Fast Color: i superpoteri come arma per salvare il mondo ma anche per affermare se stessi

Ruth è sola e sta sfuggendo ad un’organizzazione che sembra inseguirla per poterla catturare e studiarne i poteri paranormali. La ragazza, infatti, sembra soffrire a volte di particolari tremori improvvisi che portano a dei veri e propri terremoti inarrestabili. Quando Ruth capisce di non avere più mezzi per fuggire e per badare a se stessa, decide di tornare da sua madre, con la quale non ha rapporti da molti anni, a causa di divergenze troppo grandi proprio sui loro poteri.

Un film sui supereroi senza tutine, senza maschere, senza armi particolari, senza forza bruta e senza un vero e proprio villain, ma con tutti i tormenti interiori tra ciò che è giusto e ciò che è sbagliato, sul modo di utilizzare i propri poteri e con un mondo da salvare, un mondo dove non piove da quasi otto anni e dove questo ha portato a far salire notevolmente il costo dell’acqua e a desiderare la pioggia più di ogni altra cosa.

In questo mondo si muove Ruth che deve riconciliarsi col suo passato, con sua madre, coi suoi poteri e, soprattutto, con una figlia fin troppo presto abbandonata proprio per paura di ferirla a causa dei suddetti poteri.
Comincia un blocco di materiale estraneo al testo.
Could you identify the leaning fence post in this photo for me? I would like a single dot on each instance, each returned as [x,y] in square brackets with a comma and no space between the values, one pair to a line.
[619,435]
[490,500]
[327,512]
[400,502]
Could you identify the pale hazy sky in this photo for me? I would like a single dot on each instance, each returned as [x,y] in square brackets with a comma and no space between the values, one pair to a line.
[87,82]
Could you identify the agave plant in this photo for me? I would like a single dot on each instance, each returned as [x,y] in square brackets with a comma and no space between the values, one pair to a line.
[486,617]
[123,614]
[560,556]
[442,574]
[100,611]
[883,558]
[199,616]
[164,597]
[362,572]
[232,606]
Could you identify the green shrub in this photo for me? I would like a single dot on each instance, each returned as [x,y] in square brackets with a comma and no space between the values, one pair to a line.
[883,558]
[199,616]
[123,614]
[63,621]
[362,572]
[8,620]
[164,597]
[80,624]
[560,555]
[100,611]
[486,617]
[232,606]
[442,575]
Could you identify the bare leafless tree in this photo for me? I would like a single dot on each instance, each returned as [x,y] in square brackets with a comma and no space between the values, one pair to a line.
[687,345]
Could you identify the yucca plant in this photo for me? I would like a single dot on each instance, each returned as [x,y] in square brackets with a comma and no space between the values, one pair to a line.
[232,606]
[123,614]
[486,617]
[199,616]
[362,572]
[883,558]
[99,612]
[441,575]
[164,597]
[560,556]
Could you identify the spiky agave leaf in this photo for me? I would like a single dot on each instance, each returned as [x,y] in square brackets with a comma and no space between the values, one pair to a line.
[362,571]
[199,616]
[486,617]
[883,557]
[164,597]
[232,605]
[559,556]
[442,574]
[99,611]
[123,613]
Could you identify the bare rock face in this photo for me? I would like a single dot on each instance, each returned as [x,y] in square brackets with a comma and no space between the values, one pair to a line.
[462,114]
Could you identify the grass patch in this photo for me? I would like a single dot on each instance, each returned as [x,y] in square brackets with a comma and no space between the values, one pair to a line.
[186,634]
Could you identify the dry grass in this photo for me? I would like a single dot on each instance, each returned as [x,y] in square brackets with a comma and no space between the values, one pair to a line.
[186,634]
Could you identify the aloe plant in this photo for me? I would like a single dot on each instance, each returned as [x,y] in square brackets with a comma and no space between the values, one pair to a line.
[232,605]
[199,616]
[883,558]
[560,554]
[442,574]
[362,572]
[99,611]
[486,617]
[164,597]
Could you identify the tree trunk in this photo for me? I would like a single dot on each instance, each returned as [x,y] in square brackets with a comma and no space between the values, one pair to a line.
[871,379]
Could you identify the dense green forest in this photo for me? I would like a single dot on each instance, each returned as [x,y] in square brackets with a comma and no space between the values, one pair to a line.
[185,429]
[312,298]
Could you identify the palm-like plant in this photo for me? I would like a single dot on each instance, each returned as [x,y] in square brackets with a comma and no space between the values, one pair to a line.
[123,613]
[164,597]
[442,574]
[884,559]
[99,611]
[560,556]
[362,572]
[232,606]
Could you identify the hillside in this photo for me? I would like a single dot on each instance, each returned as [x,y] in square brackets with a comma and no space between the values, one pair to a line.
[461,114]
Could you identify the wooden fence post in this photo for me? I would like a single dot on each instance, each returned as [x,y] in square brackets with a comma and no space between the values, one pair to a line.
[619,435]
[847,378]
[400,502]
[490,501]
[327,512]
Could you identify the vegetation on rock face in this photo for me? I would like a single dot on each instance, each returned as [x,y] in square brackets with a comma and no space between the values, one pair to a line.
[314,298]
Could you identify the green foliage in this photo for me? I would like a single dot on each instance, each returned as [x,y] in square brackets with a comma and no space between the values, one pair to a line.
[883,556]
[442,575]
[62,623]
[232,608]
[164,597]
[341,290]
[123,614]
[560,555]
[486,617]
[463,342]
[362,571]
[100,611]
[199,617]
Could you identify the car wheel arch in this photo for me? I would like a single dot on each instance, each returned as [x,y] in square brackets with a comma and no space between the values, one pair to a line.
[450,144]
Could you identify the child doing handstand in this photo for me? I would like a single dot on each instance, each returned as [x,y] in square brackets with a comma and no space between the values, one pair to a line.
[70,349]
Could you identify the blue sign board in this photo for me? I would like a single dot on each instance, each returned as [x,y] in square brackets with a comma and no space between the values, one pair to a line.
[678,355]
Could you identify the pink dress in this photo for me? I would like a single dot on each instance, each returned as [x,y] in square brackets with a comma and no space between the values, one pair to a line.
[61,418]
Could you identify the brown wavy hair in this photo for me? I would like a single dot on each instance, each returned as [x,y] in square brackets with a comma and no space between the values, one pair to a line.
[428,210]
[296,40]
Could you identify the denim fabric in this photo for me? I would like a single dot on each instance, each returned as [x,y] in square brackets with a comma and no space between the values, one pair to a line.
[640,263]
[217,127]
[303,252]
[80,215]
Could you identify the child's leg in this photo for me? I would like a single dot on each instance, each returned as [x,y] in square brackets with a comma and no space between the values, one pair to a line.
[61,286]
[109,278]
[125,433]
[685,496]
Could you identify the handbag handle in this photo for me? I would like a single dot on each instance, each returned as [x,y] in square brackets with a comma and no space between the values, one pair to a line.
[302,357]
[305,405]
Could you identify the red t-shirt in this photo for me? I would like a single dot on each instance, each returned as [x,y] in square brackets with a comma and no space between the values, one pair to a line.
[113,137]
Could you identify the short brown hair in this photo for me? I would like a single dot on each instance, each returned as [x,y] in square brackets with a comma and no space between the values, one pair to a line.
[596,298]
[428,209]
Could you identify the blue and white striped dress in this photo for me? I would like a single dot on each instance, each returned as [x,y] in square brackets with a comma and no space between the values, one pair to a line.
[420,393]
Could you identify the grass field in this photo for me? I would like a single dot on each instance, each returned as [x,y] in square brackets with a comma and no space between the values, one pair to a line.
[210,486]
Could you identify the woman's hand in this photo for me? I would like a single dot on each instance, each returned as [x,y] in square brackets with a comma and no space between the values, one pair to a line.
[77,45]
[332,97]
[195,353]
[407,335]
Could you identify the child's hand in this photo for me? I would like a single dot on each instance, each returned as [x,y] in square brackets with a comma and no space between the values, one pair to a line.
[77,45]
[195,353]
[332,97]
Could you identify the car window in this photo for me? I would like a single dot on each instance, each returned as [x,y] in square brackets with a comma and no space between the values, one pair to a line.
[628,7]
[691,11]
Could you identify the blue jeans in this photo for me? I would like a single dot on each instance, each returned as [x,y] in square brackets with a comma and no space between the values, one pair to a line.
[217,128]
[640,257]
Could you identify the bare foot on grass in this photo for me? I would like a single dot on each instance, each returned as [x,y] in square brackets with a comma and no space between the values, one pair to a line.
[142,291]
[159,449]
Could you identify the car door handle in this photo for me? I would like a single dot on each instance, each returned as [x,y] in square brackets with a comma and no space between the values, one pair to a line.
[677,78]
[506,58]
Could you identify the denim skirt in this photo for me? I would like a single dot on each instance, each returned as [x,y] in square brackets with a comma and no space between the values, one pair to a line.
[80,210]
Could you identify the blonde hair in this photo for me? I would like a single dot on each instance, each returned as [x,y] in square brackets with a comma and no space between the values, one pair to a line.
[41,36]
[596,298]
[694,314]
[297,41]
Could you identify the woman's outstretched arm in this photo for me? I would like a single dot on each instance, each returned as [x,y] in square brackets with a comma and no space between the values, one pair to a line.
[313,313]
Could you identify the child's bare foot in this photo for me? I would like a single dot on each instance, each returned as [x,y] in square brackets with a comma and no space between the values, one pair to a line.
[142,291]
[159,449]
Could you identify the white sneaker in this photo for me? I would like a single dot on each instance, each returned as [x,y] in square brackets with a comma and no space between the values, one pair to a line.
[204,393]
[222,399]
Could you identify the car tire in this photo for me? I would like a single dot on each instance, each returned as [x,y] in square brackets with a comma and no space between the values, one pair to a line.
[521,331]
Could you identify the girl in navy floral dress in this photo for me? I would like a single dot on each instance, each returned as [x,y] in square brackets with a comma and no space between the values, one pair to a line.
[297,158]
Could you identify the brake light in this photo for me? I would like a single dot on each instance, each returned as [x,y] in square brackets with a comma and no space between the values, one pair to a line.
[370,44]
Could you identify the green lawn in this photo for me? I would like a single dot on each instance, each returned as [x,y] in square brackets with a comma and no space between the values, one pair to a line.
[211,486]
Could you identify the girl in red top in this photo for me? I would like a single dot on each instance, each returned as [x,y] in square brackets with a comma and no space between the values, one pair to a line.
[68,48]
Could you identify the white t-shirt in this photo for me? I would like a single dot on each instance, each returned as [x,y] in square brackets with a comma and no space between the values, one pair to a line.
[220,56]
Poteri che in realtà lei non riesce più a sostenere, arrivando ad avere quegli episodi simili a crisi epilettiche in cui scatena, suo malgrado, l’apocalisse. Quei poteri che, però, la madre e la figlia continuano ad avere, tenendoli nascosti e convivendoci al meglio.

Al di là del fatto che le capacità paranormali delle protagoniste sono rese visivamente in maniera strepitosa e persino commovente, Fast Color non indugia mai in patetismi e ruffianerie nel tratteggio dei personaggi e nel racconto delle loro relazioni spezzate e da ricostruire, così come la Terra ormai prosciugata dall’acqua (ma stiamo parlando solo di acqua in realtà?). E non lo fa per quasi tutta la sua durata fino ad arrivare ad un finale che sfiora “l’americanata”, ma lo fa con stile e misura, senza dimenticare la durezza, la cupezza e l’asciuttezza con cui fino a quel momento ci ha accompagnato, raccontandoci di tre supereroine che guardano alla loro figura e ai loro poteri in tre modi differenti, con la più giovane, che è anche la più curiosa, avventata, coraggiosa e determinata, che vuole scoprire a tutti i costi che natura hanno le loro capacità, che scopo possono perseguire utilizzandole e se nel mondo c’è qualcun altro simile a loro.

Parte da qui l’avventura che Ruth e sua madre si troveranno a vivere, cercando di seppellire un passato fatto di abbandoni, incomprensioni e abuso di alcol e droghe. Un passato che converge in un presente nel quale Ruth dovrà imparare nuovamente a vedere “i colori”, così come riesce a fare benissimo sua figlia, e dovrà capire che scappare non è la soluzione, ma che bisogna lottare per affermare se stessi e per trovare un proprio posto nel mondo. Non è un caso, infatti, che gli “eroi” in questo film siano donne e per di più di colore, così come è una precisa scelta quella di non allinearsi alla moda imperante dei comic book movies che imperversano nelle nostre sale (con tutto il rispetto per molti di essi che offrono spettacoli impagabili e impareggiabili), ma di raccontare con la sola forza dei contenuti e non dei mezzi, una storia molto potente in cui delle madri e delle figlie unendo le loro forze e cancellando le divergenze, ma soprattutto sfruttando al meglio le proprie capacità senza nascondersi o vergognarsi di esse, riescono letteralmente a salvare il mondo.